Preventing Infection is Not “Primary Endpoint” of COVID-19 Vaccines

Similar views were expressed last year by Anthony Fauci, MD, director of the U.S. National Institute of Allergy and Infectious Diseases (NIAID) which partnered with Moderna on the development of the mRNA-1273 vaccine. At Yahoo Finance’s All Markets Summit on Oct. 26, Dr. Fauci was asked the following question by reporter Anjalee Khemlani:

I wonder about the effectiveness. That’s something that has been a topic of conversation, and I’ve heard a broad range of commentary, from… it will block the virus entirely to it will simply diminish the most severe cases. And if anyone experiences the virus, it will actually be a milder version. So based on what you know right now and what you’re seeing, do you anticipate that the first sets of vaccines out the door will be more of a less effective blocker of the virus?19 22

Dr. Fauci responded:

That’s the primary endpoint of most of the [vaccines] is to prevent clinical disease, to prevent symptomatic disease. Not necessarily to prevent infection… that’s a secondary endpoint. But the primary thing you want to do is that if people get infected—prevent them from getting sick. And if you prevent them from getting sick, you will ultimately prevent them from getting seriously ill. So that’s what we want to do. The first, which we call the primary endpoint, is that.21 22

He added:

If the vaccine also allows you to prevent initial infection, that would be great. But what I would settle for, and all of my colleagues would settle for, is the primary endpoint—to prevent clinically recognizable disease. And that’s what we hope happens.19 22

More recently, Dr. Fauci was asked specifically by Newsweek if people who get a COVID-19 vaccines could still pass on the SARS-CoV-2 to others.
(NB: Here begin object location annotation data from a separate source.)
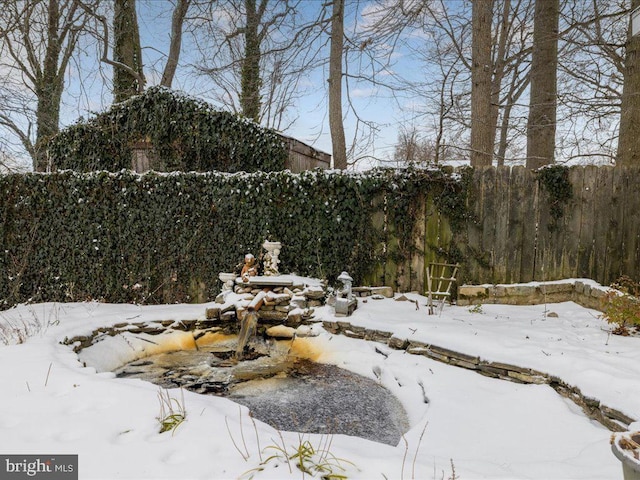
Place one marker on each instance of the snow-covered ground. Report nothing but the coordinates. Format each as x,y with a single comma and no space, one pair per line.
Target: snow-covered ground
486,428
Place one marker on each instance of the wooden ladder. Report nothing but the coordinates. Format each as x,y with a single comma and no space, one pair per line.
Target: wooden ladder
441,276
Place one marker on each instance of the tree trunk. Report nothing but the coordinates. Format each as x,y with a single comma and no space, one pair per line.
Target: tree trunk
336,125
177,20
481,74
250,76
541,125
48,90
629,138
128,79
499,73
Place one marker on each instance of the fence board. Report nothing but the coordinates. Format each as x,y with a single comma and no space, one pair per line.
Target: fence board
418,255
616,222
631,254
507,238
602,222
573,220
471,245
502,219
585,249
519,213
529,232
487,246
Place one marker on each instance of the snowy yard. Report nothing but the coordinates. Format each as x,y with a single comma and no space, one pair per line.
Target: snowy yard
484,427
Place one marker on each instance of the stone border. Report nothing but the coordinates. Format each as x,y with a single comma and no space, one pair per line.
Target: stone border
610,418
582,292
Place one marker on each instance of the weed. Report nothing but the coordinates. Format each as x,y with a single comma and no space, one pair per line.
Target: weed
310,459
172,412
476,309
623,310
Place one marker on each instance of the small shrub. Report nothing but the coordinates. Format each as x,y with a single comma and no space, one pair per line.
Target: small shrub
623,310
476,308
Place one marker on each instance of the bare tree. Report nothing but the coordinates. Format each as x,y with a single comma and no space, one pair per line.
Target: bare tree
256,52
336,124
177,23
481,75
128,77
590,78
629,140
541,128
37,41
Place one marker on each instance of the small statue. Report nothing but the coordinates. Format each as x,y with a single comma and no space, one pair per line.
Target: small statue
249,269
270,259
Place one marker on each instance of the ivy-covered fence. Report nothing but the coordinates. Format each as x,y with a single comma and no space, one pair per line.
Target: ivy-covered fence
165,237
181,132
156,238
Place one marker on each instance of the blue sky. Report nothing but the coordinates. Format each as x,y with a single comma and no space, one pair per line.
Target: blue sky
311,124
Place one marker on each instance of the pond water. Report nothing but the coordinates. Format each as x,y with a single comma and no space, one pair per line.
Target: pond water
282,386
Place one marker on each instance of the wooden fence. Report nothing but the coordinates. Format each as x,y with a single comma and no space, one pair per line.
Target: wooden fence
511,235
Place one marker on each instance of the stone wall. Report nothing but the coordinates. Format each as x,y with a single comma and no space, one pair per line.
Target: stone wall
587,293
611,418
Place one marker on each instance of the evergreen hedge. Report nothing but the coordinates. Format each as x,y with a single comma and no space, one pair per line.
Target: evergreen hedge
186,134
156,238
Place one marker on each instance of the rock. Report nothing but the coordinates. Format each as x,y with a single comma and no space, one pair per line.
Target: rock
294,319
398,343
221,297
386,292
280,331
314,293
228,316
305,331
272,315
298,301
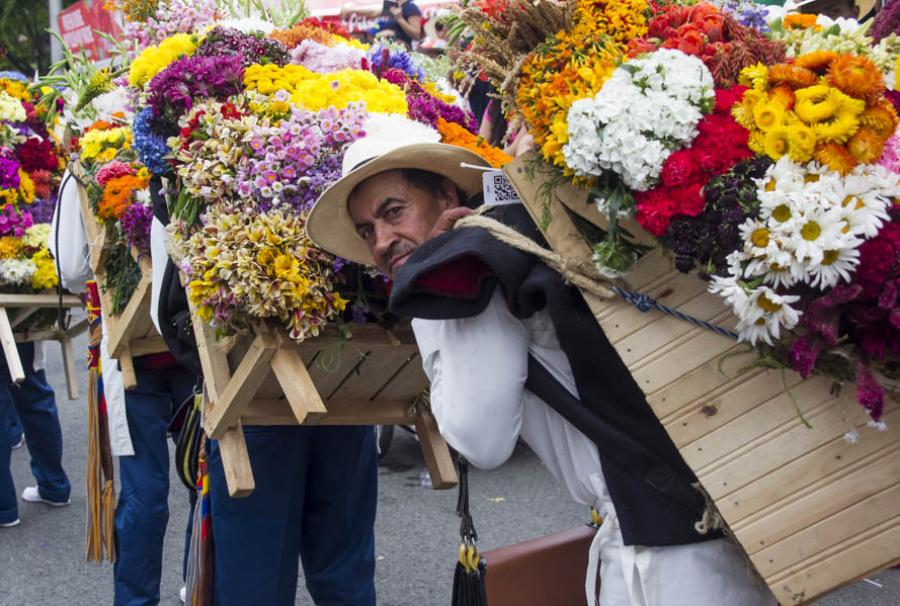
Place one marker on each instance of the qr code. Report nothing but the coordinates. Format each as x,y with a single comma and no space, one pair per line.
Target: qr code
503,189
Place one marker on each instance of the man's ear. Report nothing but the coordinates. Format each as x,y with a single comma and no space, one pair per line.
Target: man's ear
449,195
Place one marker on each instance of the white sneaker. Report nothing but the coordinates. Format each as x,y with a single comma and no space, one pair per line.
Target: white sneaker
32,495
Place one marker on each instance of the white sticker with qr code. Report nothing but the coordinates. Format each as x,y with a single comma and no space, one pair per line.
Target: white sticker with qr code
498,190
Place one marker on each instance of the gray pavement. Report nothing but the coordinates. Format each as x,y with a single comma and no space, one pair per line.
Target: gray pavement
41,560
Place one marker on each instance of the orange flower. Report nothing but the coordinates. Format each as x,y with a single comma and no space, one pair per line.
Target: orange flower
835,157
454,134
784,95
795,21
881,118
117,195
816,60
865,146
792,75
857,76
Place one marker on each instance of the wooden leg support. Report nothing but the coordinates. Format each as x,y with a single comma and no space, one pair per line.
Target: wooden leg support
301,394
69,367
8,341
436,452
236,462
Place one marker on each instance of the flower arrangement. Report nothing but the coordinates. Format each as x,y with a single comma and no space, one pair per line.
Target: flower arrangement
823,106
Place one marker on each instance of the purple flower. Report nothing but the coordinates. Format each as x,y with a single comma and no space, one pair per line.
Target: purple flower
868,392
136,222
250,48
173,90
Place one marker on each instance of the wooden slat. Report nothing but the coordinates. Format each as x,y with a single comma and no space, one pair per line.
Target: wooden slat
408,384
241,387
10,351
39,300
435,450
69,368
298,387
373,373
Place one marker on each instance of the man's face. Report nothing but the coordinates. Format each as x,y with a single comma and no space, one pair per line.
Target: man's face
395,217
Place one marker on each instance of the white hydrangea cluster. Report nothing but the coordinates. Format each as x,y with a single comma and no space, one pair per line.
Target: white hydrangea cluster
16,272
810,226
11,109
648,108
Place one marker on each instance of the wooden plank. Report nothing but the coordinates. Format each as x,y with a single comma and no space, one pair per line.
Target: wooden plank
236,462
827,517
242,386
126,366
134,319
10,351
302,396
39,300
804,474
408,384
69,367
340,412
373,373
864,555
435,450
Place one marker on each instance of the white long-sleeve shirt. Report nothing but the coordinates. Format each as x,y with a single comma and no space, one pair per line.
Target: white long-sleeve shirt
73,254
477,367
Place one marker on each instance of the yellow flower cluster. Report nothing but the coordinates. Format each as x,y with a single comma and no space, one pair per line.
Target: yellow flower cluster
10,247
574,65
15,88
315,91
26,187
247,267
45,271
154,59
824,106
102,145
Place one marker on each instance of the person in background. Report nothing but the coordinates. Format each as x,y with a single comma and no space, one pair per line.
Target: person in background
16,433
35,404
138,426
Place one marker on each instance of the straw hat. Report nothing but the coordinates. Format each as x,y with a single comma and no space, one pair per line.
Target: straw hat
391,142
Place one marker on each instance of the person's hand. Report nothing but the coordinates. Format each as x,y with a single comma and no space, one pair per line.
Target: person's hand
448,219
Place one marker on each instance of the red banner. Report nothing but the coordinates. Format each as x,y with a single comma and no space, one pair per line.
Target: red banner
77,25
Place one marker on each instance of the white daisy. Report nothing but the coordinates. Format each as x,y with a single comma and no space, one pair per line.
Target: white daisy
837,265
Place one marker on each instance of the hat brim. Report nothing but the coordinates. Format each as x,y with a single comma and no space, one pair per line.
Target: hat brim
329,224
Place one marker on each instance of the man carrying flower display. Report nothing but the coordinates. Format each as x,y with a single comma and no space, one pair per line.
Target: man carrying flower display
528,360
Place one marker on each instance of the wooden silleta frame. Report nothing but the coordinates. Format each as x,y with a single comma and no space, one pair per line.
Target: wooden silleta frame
812,511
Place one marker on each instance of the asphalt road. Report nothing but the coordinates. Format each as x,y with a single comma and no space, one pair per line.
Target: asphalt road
42,563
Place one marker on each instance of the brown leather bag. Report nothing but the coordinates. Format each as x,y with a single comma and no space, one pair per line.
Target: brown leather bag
548,571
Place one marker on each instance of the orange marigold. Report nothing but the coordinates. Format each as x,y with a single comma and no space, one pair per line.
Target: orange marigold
300,32
117,195
784,95
856,76
866,146
797,21
881,118
792,76
454,134
835,157
816,60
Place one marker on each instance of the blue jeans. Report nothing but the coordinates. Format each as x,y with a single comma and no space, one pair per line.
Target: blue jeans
33,400
315,499
142,512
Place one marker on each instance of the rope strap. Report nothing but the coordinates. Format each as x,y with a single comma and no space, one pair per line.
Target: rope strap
582,273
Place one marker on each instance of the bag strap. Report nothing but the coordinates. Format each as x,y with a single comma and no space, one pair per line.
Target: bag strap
619,447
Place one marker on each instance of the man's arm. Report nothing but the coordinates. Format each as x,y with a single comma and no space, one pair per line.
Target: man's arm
70,248
477,367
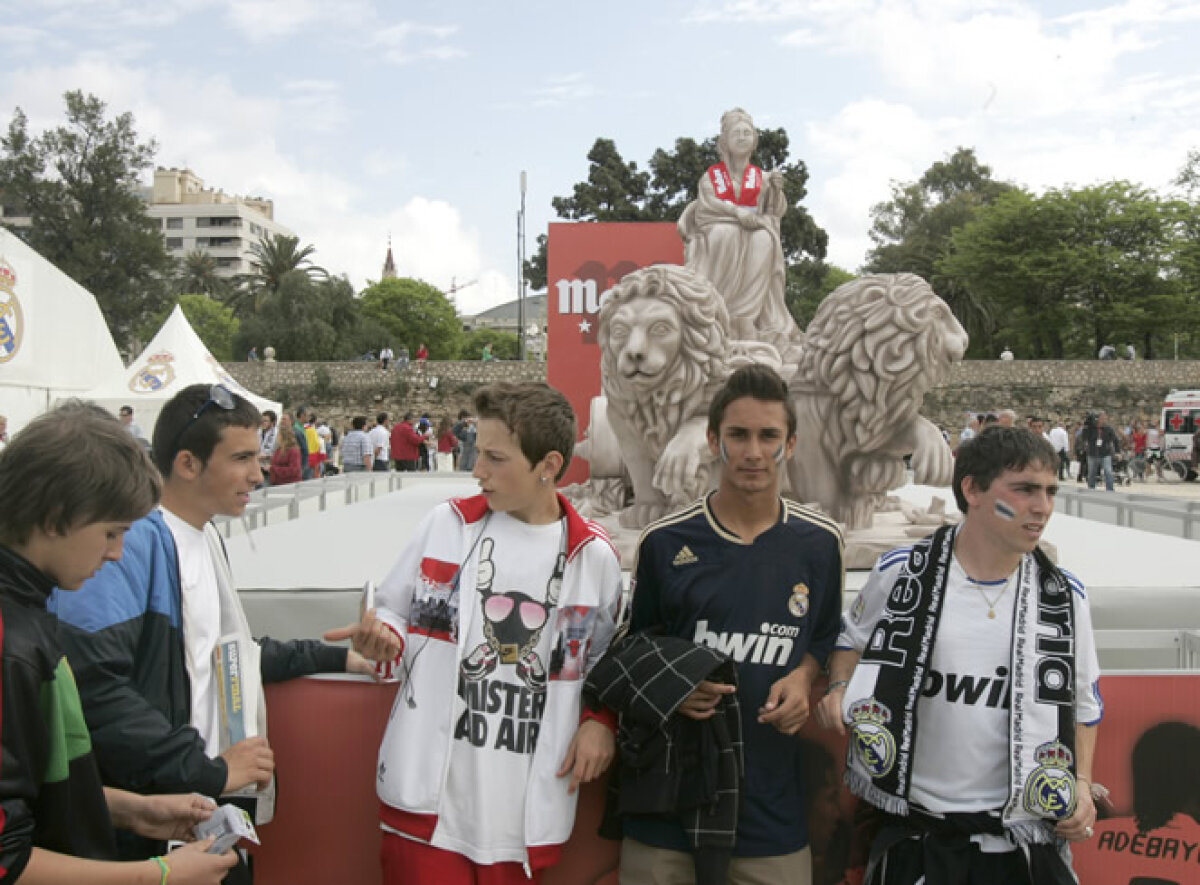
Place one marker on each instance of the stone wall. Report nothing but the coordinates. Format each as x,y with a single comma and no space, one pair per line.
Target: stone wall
1059,390
1051,389
340,390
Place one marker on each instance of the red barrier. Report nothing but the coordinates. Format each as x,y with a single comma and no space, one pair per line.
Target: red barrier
325,735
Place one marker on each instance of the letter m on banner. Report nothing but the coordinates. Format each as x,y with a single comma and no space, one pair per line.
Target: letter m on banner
583,263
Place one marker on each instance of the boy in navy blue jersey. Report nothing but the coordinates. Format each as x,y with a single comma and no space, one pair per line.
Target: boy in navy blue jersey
760,578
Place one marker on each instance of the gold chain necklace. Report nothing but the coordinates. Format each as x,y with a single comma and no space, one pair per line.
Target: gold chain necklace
991,603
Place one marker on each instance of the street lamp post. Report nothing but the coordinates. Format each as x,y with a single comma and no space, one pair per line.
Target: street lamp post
521,343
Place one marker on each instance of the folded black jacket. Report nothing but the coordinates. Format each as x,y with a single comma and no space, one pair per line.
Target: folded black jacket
672,765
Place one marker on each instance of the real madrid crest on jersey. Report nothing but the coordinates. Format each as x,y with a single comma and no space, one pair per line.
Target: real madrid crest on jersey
798,603
155,374
1050,789
873,744
12,323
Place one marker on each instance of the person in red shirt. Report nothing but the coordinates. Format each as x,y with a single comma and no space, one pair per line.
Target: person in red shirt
286,463
406,444
448,445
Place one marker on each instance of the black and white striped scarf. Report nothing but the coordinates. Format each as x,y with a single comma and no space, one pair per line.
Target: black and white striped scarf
882,697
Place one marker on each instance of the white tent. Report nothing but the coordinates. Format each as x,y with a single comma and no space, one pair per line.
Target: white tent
54,342
173,360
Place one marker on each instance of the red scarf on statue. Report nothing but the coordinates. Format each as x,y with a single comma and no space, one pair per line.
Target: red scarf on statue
723,184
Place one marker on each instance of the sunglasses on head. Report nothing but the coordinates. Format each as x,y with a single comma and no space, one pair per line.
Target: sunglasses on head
219,396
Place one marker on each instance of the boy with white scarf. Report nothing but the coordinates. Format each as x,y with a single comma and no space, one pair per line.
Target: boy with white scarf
977,638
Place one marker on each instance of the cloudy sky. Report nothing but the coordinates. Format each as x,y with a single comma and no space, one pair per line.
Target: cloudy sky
363,118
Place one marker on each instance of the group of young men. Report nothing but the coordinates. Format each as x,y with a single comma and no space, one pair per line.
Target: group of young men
520,666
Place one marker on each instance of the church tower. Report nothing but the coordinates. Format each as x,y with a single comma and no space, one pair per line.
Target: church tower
389,264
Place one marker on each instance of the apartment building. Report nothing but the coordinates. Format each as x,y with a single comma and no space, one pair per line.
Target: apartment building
195,217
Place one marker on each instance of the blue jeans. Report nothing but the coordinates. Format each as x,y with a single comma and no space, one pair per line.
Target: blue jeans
1095,463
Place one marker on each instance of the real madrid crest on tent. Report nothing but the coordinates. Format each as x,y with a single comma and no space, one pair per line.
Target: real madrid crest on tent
12,323
155,374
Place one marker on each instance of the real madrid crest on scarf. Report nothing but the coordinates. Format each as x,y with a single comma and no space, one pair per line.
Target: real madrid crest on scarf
870,740
1050,788
798,603
12,324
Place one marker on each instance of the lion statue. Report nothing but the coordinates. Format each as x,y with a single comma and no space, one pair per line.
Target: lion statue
873,350
665,349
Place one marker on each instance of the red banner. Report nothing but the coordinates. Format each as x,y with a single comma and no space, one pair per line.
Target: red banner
585,262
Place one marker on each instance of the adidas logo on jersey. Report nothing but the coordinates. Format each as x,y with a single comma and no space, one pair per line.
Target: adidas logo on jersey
685,557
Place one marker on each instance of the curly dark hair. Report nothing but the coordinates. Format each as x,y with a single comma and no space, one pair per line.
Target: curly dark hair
1165,774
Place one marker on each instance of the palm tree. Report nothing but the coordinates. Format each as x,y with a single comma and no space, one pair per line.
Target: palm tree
273,259
196,274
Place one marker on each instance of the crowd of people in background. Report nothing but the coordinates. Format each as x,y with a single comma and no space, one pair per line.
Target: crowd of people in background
1092,449
303,446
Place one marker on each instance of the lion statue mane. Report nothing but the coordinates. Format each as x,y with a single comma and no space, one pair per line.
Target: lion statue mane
664,351
873,350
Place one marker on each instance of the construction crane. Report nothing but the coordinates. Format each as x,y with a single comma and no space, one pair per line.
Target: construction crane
455,287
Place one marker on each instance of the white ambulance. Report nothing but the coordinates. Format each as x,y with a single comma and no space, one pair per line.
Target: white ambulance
1181,420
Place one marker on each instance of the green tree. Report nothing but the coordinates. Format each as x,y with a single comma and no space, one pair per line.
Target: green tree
504,344
409,312
618,191
273,259
912,233
808,283
1075,269
213,321
78,185
197,272
306,319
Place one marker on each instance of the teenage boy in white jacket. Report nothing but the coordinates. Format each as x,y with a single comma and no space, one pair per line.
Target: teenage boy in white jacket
499,607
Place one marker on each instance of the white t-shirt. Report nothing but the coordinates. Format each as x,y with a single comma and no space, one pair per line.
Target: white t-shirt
495,739
966,693
202,626
381,439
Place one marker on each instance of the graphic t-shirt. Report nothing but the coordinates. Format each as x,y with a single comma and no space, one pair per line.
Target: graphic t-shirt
966,692
503,673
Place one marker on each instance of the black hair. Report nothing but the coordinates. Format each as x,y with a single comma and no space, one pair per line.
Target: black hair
1165,765
538,415
755,380
177,431
995,450
71,467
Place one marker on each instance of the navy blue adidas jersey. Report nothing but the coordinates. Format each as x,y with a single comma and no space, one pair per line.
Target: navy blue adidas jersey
767,604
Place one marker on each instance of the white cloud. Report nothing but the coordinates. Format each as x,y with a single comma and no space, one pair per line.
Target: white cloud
563,89
857,155
406,42
261,20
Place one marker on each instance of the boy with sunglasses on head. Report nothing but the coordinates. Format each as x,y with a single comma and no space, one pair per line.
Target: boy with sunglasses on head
72,482
499,604
142,632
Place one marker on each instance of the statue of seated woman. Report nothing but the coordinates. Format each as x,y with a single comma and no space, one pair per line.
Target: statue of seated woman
731,236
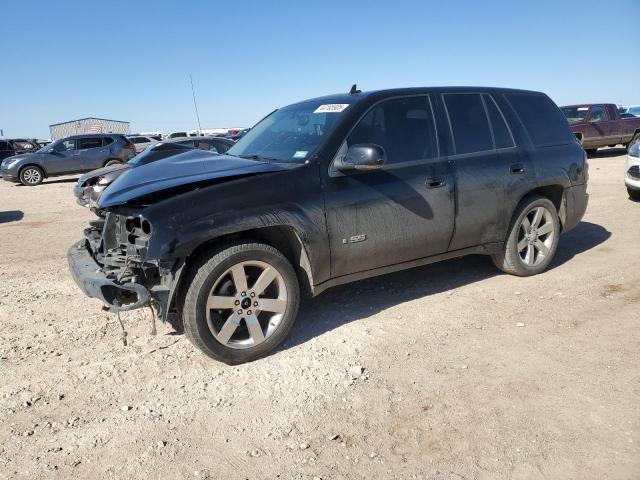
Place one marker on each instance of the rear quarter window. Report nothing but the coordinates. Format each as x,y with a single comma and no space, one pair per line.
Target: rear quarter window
542,119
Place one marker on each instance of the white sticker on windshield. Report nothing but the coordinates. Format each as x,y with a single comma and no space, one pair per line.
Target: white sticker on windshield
331,108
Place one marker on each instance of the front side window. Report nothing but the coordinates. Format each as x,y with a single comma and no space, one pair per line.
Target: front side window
290,134
404,127
90,142
469,123
597,115
64,146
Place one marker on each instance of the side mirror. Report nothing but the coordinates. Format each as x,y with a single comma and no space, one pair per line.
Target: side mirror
364,156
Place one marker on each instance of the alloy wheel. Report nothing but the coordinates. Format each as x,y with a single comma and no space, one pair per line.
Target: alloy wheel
31,176
536,236
246,304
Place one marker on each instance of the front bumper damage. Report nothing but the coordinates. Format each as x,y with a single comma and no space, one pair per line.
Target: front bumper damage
92,280
109,265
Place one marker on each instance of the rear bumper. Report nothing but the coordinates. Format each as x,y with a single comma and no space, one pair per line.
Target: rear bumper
89,276
576,200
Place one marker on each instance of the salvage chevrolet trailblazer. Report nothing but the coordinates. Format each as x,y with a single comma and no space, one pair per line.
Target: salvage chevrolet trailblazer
329,191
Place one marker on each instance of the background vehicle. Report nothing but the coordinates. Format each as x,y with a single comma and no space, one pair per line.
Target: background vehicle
631,109
91,185
15,146
632,172
600,125
141,142
329,191
75,154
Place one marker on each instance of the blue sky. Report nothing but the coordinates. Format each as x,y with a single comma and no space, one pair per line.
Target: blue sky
131,60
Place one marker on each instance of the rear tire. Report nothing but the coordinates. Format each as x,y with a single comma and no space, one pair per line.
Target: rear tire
31,176
214,314
532,240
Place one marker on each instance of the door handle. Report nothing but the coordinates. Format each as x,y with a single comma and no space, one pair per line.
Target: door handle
436,182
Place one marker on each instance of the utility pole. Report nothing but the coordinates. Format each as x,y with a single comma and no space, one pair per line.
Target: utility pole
193,92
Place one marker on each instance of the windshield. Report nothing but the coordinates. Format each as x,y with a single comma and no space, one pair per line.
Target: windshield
50,147
290,134
575,114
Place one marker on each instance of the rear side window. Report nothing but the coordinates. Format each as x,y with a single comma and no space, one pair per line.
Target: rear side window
597,114
502,137
90,142
469,123
543,120
404,127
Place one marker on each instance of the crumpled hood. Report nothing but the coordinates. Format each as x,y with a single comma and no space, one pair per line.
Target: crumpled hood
109,171
189,167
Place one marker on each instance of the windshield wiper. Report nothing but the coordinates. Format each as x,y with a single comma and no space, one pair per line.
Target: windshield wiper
257,157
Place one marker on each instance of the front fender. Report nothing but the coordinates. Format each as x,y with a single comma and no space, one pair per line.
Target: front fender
291,198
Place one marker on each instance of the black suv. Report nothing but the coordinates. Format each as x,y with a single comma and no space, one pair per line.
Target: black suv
329,191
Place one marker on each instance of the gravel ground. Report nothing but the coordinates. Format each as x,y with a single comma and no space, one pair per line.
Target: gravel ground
451,371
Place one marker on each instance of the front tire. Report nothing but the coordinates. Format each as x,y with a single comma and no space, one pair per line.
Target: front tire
31,176
532,240
241,302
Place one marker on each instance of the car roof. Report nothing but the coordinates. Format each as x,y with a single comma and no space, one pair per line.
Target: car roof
85,135
201,137
391,92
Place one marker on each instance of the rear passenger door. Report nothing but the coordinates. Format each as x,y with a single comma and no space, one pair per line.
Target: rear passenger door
92,153
400,212
488,168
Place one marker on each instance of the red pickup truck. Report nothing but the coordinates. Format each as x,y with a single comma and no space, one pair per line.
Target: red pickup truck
600,125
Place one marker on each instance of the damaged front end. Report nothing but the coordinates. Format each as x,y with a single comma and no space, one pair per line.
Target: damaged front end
109,264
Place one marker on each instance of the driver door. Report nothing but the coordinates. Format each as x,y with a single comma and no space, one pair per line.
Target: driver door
63,158
400,212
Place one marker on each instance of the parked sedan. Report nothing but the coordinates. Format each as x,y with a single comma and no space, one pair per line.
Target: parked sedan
91,185
15,146
75,154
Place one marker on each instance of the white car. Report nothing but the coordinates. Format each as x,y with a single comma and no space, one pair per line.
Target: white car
632,172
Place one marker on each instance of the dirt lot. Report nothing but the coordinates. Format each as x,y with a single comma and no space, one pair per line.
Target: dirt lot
466,373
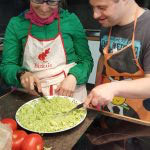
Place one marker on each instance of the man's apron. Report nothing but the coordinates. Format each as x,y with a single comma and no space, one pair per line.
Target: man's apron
124,65
47,60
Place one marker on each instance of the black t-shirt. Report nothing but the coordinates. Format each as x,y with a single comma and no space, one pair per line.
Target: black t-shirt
122,36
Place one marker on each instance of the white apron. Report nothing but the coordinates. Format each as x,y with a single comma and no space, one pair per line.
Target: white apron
47,60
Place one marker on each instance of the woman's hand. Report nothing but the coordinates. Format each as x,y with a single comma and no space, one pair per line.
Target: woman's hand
28,80
67,86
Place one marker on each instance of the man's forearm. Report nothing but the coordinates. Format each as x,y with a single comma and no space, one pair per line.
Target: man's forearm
139,88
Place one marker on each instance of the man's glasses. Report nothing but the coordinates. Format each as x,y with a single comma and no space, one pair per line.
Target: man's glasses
49,2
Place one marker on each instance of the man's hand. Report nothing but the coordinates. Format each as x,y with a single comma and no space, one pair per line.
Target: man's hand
28,80
67,86
102,95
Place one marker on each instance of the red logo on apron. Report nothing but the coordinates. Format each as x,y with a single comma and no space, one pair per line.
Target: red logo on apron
43,55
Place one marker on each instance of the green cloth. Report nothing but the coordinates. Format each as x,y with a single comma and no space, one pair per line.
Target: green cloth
75,43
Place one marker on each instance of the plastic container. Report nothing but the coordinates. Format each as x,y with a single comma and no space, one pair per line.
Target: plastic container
5,137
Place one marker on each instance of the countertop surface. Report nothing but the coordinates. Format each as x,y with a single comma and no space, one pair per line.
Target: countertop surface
58,141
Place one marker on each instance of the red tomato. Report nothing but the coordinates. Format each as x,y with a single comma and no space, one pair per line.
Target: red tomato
11,122
17,139
32,142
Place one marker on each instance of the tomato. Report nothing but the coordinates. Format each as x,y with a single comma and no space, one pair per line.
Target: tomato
11,122
32,142
17,139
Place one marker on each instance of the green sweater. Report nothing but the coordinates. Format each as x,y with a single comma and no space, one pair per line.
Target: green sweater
75,43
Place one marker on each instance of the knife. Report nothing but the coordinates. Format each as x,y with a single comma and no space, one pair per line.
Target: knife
40,93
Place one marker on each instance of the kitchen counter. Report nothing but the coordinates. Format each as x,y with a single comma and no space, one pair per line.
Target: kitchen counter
58,141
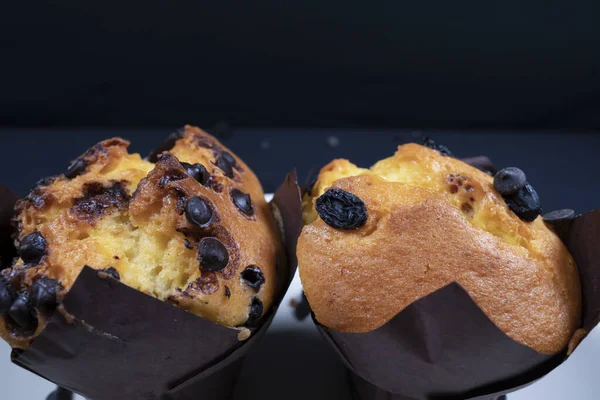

He answered: “That’s a good question. We don’t know that yet. We do not know if the vaccines that prevent clinical disease also prevent infection.”23 24

Finally, the World Health Organization (WHO) is also not particularly bullish on the ability of COVID-19 vaccines to control the SARS-CoV-2 contagion. “I don’t believe we have the evidence on any of the vaccines to be confident that it’s going to prevent people from actually getting the infection and therefore being able to pass it on,” said the WHO’s chief scientist, Soumya Swaminathan, MD.23 25

In short then, what has been measured in the trials on the BNT162b2 and mRNA-1273 vaccines, as well as other experimental COVID-19 vaccines, is not whether they prevent infection with and transmission of the SARS-CoV-2 virus but how well they can prevent or minimize symptoms of COVID-19 disease that can be caused by the virus. There is no evidence to suggest the vaccines will have any effect in terms of protecting people from getting the virus and spreading it.

It doesn’t look like these COVID-19 vaccines are going to come anywhere close to being the proverbial ‘silver bullet.’